Just bought all my wine for the weekend with a check at 11am. I'm almost judging myself.
There is a full size piano in the middle of our road. Please tell me you had nothing to do with this.
Yeah dude. Pulled out the couch and a bird flew at me. Please tell me who put a bird in my house.
Ugh why does it have to be margarita Monday. Why can't it be pants off dance off beer pong but with jager Monday.
At least I'm doing lines with a notecard. That counts for something right
Yah at one point i was listening to metallica and doing pushups last night. I went thru alot of emotions.

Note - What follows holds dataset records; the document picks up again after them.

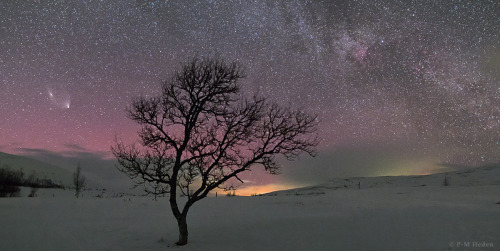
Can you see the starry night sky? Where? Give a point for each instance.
(419, 79)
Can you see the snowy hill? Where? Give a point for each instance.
(387, 213)
(480, 176)
(38, 168)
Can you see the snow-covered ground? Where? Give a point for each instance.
(400, 216)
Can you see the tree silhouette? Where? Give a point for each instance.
(79, 181)
(200, 132)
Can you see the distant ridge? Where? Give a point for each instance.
(480, 176)
(39, 168)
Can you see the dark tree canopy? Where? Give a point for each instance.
(200, 132)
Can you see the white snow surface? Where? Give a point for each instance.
(387, 213)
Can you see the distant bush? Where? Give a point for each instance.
(9, 191)
(11, 180)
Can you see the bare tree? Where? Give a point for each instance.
(79, 181)
(200, 132)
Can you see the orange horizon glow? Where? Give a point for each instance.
(256, 190)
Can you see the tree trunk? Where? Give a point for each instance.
(183, 233)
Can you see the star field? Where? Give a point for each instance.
(423, 75)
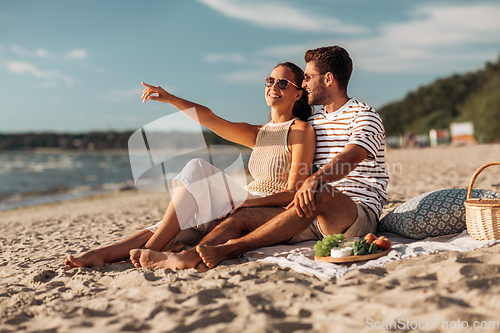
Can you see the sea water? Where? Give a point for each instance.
(28, 178)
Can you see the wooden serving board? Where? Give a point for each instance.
(352, 258)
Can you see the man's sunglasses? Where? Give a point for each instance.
(282, 83)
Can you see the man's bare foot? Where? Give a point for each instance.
(153, 259)
(88, 259)
(213, 255)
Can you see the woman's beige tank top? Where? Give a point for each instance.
(271, 159)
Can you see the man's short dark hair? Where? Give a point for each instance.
(333, 59)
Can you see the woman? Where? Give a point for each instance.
(283, 151)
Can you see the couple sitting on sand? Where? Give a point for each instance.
(314, 174)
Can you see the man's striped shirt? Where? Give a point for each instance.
(359, 124)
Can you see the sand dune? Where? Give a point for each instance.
(39, 294)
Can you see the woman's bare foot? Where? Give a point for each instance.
(213, 255)
(88, 259)
(153, 259)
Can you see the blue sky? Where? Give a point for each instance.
(73, 66)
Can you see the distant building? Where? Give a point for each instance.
(462, 133)
(439, 137)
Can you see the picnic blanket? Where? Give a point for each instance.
(300, 257)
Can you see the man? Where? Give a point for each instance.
(345, 195)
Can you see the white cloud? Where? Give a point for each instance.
(247, 76)
(21, 51)
(42, 53)
(225, 58)
(436, 39)
(51, 76)
(281, 16)
(77, 54)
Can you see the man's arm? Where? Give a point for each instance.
(338, 168)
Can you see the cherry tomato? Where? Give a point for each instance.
(370, 238)
(383, 243)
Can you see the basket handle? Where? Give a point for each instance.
(476, 174)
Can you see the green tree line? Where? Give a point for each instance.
(473, 96)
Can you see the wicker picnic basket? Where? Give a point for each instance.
(482, 216)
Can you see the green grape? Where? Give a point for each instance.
(322, 247)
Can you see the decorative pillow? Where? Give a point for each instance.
(431, 214)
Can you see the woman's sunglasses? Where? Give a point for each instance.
(282, 83)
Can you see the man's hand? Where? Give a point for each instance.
(155, 94)
(303, 201)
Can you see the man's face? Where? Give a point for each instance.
(315, 86)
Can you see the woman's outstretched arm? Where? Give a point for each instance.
(242, 133)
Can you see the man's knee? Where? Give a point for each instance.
(329, 198)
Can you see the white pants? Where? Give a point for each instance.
(212, 191)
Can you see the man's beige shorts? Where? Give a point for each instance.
(366, 222)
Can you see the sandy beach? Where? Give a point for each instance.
(38, 293)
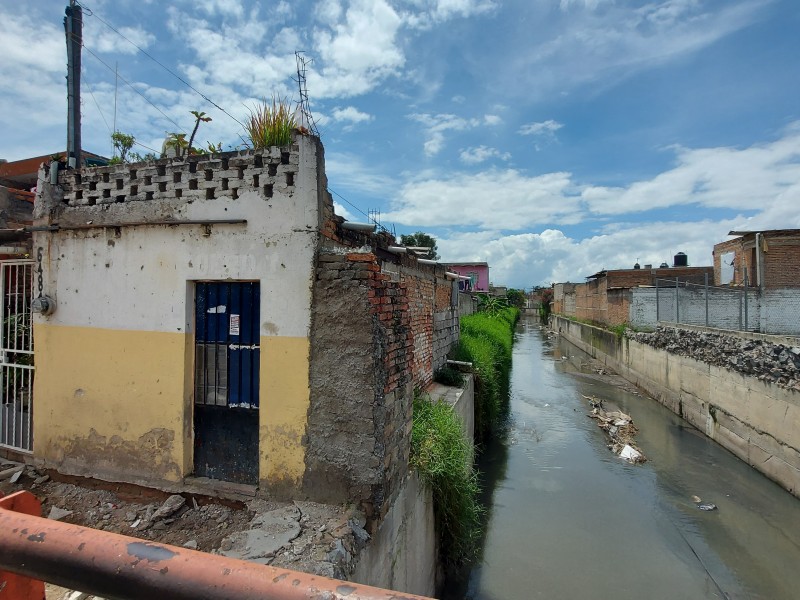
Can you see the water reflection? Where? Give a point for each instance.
(568, 519)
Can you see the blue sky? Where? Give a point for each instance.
(550, 138)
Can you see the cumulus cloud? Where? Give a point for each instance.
(106, 41)
(755, 177)
(493, 199)
(473, 156)
(763, 177)
(432, 12)
(528, 259)
(437, 125)
(350, 114)
(358, 50)
(548, 127)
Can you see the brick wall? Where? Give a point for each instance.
(382, 325)
(358, 437)
(782, 261)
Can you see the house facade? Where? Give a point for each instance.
(215, 320)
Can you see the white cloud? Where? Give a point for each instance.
(493, 199)
(528, 259)
(350, 172)
(340, 210)
(596, 48)
(548, 127)
(751, 178)
(472, 156)
(437, 125)
(351, 115)
(101, 39)
(433, 12)
(357, 50)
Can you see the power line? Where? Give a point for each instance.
(130, 85)
(100, 110)
(162, 65)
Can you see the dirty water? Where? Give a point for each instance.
(569, 519)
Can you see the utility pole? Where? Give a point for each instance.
(73, 26)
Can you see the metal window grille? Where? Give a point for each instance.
(16, 355)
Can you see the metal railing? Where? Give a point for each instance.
(33, 549)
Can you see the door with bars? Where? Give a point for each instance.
(16, 355)
(226, 388)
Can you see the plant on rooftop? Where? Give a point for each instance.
(199, 117)
(123, 143)
(270, 125)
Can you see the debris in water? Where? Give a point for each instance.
(620, 429)
(631, 455)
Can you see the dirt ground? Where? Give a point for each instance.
(314, 538)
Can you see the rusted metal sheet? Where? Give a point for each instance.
(120, 567)
(12, 585)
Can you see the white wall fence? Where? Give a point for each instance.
(742, 309)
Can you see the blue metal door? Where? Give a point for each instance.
(227, 355)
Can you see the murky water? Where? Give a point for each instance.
(568, 519)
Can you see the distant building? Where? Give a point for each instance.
(767, 259)
(477, 272)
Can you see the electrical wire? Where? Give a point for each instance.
(100, 110)
(91, 13)
(130, 85)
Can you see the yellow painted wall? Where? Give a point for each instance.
(285, 399)
(111, 402)
(117, 404)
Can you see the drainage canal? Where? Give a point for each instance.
(569, 519)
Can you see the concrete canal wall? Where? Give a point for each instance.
(756, 420)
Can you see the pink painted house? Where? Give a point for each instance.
(477, 272)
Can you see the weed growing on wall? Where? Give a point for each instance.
(486, 341)
(443, 458)
(268, 126)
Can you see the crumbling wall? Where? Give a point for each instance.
(382, 324)
(358, 437)
(124, 246)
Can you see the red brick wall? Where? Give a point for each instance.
(782, 262)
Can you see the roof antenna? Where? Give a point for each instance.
(306, 118)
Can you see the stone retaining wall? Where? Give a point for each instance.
(755, 418)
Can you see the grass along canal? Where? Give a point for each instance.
(569, 519)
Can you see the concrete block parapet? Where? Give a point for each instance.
(229, 174)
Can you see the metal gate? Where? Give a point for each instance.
(227, 355)
(16, 354)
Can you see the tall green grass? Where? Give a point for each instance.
(443, 458)
(272, 125)
(486, 342)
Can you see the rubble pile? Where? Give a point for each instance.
(315, 538)
(776, 363)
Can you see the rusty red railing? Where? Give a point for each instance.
(34, 549)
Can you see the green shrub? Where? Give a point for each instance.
(443, 458)
(270, 125)
(486, 342)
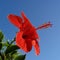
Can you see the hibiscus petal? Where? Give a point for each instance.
(36, 46)
(23, 44)
(26, 21)
(16, 20)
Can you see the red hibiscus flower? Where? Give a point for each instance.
(27, 35)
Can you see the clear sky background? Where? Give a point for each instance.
(39, 12)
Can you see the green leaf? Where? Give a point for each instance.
(1, 36)
(11, 49)
(20, 57)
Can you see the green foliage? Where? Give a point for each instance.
(20, 57)
(11, 49)
(8, 50)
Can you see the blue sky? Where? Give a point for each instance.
(39, 12)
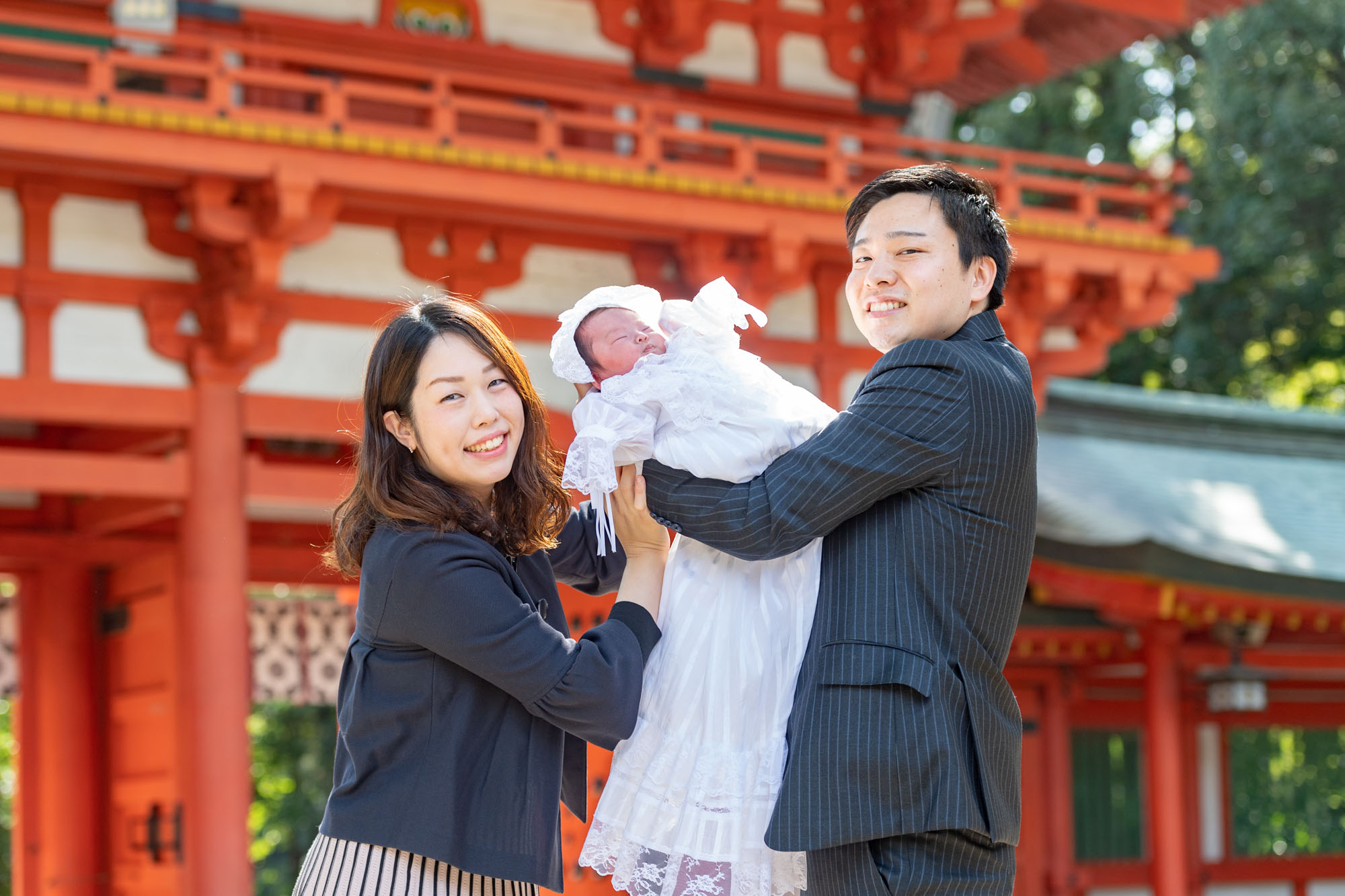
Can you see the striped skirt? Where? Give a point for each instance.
(346, 868)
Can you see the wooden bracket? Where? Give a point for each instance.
(466, 259)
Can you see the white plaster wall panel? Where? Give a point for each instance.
(1252, 889)
(847, 330)
(92, 342)
(11, 229)
(364, 11)
(360, 261)
(108, 236)
(851, 385)
(800, 376)
(555, 278)
(794, 315)
(11, 338)
(1210, 774)
(563, 28)
(730, 54)
(317, 361)
(804, 68)
(559, 395)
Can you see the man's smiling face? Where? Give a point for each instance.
(907, 280)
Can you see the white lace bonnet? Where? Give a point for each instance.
(566, 356)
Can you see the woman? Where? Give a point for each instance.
(463, 702)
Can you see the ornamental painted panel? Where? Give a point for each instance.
(298, 649)
(328, 630)
(278, 669)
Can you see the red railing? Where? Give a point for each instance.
(329, 100)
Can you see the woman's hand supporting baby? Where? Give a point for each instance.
(645, 541)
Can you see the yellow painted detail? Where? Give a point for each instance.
(1167, 600)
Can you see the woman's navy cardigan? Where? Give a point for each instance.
(463, 700)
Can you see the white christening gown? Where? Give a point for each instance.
(685, 809)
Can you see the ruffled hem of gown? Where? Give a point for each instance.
(687, 818)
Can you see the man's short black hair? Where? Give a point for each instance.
(969, 209)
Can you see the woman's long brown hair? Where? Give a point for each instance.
(392, 486)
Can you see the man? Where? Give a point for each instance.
(905, 737)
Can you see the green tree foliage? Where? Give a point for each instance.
(293, 749)
(1289, 790)
(1253, 104)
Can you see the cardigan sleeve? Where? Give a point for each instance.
(575, 557)
(453, 598)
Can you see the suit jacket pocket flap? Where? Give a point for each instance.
(864, 663)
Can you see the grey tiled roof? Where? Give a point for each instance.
(1229, 485)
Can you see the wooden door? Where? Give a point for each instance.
(143, 706)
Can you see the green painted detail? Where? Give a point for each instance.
(796, 136)
(1109, 809)
(52, 34)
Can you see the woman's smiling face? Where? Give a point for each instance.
(467, 419)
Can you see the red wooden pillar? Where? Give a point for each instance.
(1061, 807)
(217, 676)
(59, 838)
(1167, 787)
(26, 837)
(69, 829)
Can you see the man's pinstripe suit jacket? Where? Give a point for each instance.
(926, 491)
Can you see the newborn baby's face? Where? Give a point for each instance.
(617, 338)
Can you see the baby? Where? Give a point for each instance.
(688, 801)
(613, 339)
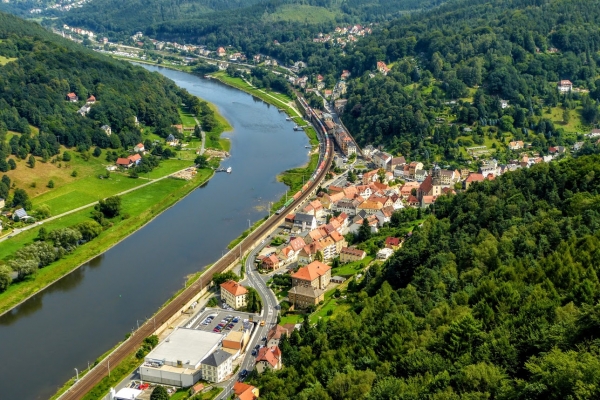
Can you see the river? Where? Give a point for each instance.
(88, 311)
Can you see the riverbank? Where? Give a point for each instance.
(138, 209)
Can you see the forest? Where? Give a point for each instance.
(42, 68)
(458, 62)
(493, 296)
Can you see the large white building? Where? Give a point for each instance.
(177, 360)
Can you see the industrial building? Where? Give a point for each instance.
(177, 360)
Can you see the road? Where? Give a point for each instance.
(151, 181)
(269, 315)
(87, 382)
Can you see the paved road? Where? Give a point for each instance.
(269, 315)
(151, 181)
(87, 382)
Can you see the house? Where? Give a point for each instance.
(271, 263)
(217, 366)
(392, 243)
(316, 275)
(123, 162)
(594, 133)
(20, 214)
(305, 222)
(234, 294)
(565, 86)
(413, 167)
(515, 145)
(559, 149)
(305, 296)
(83, 110)
(472, 178)
(135, 159)
(275, 333)
(243, 391)
(384, 254)
(268, 358)
(349, 254)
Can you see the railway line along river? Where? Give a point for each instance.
(88, 311)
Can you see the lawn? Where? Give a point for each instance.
(187, 118)
(140, 206)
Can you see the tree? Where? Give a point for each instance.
(21, 198)
(111, 207)
(159, 393)
(5, 277)
(201, 161)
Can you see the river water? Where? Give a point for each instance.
(87, 312)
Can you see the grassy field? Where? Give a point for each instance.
(260, 93)
(187, 118)
(5, 60)
(141, 205)
(351, 268)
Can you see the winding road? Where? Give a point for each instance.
(88, 381)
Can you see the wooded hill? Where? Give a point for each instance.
(476, 53)
(219, 23)
(37, 71)
(494, 297)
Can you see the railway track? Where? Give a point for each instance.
(92, 378)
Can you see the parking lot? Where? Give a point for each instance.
(218, 321)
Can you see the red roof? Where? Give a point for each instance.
(234, 288)
(269, 354)
(391, 241)
(312, 271)
(123, 161)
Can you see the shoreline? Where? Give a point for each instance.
(241, 237)
(187, 193)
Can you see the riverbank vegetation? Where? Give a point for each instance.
(145, 204)
(494, 296)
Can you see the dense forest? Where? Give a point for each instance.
(494, 296)
(40, 69)
(222, 23)
(466, 56)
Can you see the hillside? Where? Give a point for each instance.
(494, 297)
(457, 63)
(207, 21)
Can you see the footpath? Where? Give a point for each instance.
(17, 231)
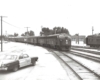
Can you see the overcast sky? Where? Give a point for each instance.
(78, 16)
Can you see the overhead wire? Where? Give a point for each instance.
(10, 24)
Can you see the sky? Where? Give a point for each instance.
(78, 16)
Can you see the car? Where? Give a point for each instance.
(16, 61)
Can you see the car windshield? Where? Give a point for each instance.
(10, 57)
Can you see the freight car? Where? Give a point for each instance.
(59, 41)
(93, 40)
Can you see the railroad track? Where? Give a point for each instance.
(81, 72)
(93, 51)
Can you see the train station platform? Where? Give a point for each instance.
(47, 67)
(80, 44)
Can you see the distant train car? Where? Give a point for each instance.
(60, 41)
(93, 40)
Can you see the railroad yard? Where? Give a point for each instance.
(80, 63)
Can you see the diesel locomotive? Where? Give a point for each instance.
(93, 40)
(59, 41)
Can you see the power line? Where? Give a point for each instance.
(10, 24)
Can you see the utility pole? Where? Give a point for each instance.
(1, 33)
(27, 30)
(92, 30)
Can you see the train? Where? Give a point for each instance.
(58, 41)
(93, 40)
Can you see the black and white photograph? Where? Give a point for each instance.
(49, 39)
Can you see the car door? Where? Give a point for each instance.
(22, 61)
(27, 58)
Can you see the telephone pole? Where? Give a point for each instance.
(1, 33)
(27, 30)
(92, 30)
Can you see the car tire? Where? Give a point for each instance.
(15, 68)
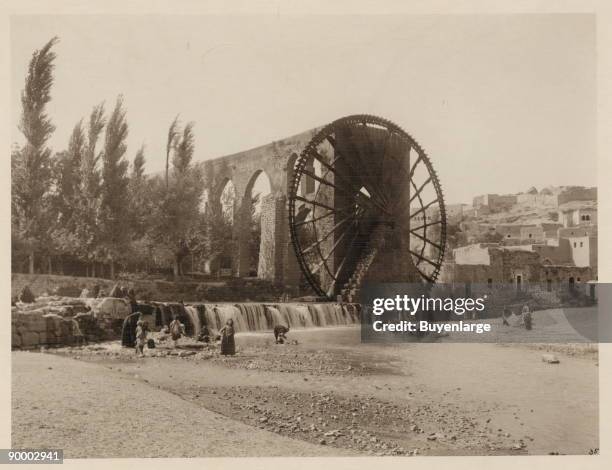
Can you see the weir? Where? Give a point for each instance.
(257, 316)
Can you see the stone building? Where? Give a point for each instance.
(494, 202)
(577, 213)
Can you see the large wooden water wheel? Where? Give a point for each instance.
(365, 204)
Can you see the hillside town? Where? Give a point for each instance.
(546, 237)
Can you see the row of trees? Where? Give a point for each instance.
(89, 207)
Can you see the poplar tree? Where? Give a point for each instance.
(31, 165)
(114, 190)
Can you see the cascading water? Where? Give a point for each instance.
(258, 317)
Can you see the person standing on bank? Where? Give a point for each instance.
(176, 330)
(228, 346)
(141, 337)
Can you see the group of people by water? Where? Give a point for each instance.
(135, 332)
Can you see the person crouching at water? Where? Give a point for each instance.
(204, 335)
(228, 346)
(280, 333)
(526, 317)
(141, 337)
(176, 330)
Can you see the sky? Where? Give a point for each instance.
(499, 102)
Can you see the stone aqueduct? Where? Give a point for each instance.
(277, 260)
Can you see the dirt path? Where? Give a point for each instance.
(90, 411)
(332, 394)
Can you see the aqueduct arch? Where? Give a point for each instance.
(355, 200)
(276, 258)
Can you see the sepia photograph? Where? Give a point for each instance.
(304, 235)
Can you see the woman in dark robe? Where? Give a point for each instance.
(128, 331)
(228, 346)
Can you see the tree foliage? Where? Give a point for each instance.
(31, 165)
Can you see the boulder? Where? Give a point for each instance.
(29, 339)
(26, 296)
(550, 358)
(112, 308)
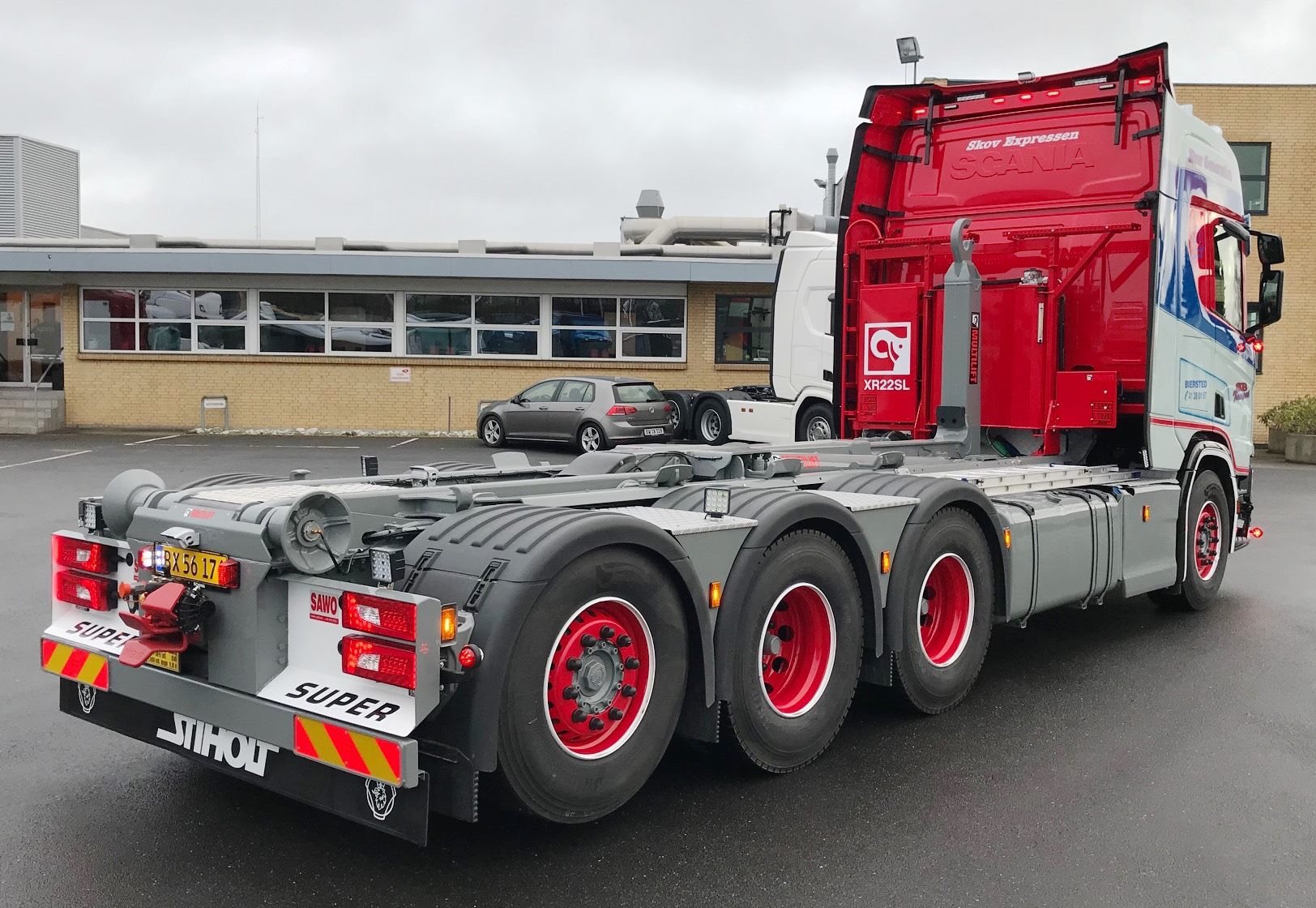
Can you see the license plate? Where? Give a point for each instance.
(168, 661)
(191, 565)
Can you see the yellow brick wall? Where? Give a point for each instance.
(1286, 118)
(350, 392)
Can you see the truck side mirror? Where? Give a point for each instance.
(1270, 249)
(1267, 311)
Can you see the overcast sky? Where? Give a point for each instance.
(529, 120)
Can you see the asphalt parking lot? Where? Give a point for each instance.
(1119, 756)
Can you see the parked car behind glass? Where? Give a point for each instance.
(594, 413)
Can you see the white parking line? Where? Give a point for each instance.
(147, 441)
(42, 460)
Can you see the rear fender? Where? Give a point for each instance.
(497, 559)
(934, 494)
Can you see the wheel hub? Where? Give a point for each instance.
(599, 678)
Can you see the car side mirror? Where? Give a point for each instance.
(1269, 310)
(1270, 249)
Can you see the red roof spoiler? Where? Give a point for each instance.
(1151, 61)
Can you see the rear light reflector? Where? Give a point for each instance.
(377, 660)
(78, 589)
(92, 557)
(375, 615)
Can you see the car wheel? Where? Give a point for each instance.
(816, 424)
(491, 432)
(712, 422)
(591, 439)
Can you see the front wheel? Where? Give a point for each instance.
(491, 432)
(1206, 538)
(948, 616)
(594, 688)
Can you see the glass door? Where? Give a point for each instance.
(14, 337)
(45, 340)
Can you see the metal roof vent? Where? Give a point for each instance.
(649, 204)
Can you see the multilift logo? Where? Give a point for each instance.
(224, 747)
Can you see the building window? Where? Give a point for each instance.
(164, 320)
(1254, 170)
(744, 329)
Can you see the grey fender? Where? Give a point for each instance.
(934, 494)
(780, 511)
(497, 559)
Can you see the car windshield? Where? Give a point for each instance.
(636, 394)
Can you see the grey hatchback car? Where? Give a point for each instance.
(594, 413)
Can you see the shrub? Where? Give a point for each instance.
(1297, 416)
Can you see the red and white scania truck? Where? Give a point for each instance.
(1041, 286)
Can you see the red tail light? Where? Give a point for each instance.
(381, 661)
(92, 557)
(377, 615)
(83, 590)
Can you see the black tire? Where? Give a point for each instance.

I told him he deserved someone better...then I told him he looked very fuck-able wearing nothing but sweat pants. We'll break up in the morning.
I vaguely remember seeing that couple making out in front of that store and i yelled "I ALSO LOVE THE ROCKY MOUNTAIN SOAP COMPANY!"
Apparently I missed the "You may have to jack off a horse" part of the application.
Don't remember anything. Melissa just said I kept saying welcome to the bat cave
I knew my sister shouldn't have gone to the bacherlotte party. Two of the other brides maids have black eyes and my fiancé called me and asked if this is the crazy she's marrying
I can't hangout tonight, I have a phone sex appointment at 10
I'm shaking a cocktail while in bed. Is that bad?
I love you, and I just washed my hair in my work sink with handsoap.
Listen, yo... we need to have a serious conversation about this Dollar Store toilet paper. Because if I’m going to finger someone’s ass, it’s not going to be my own.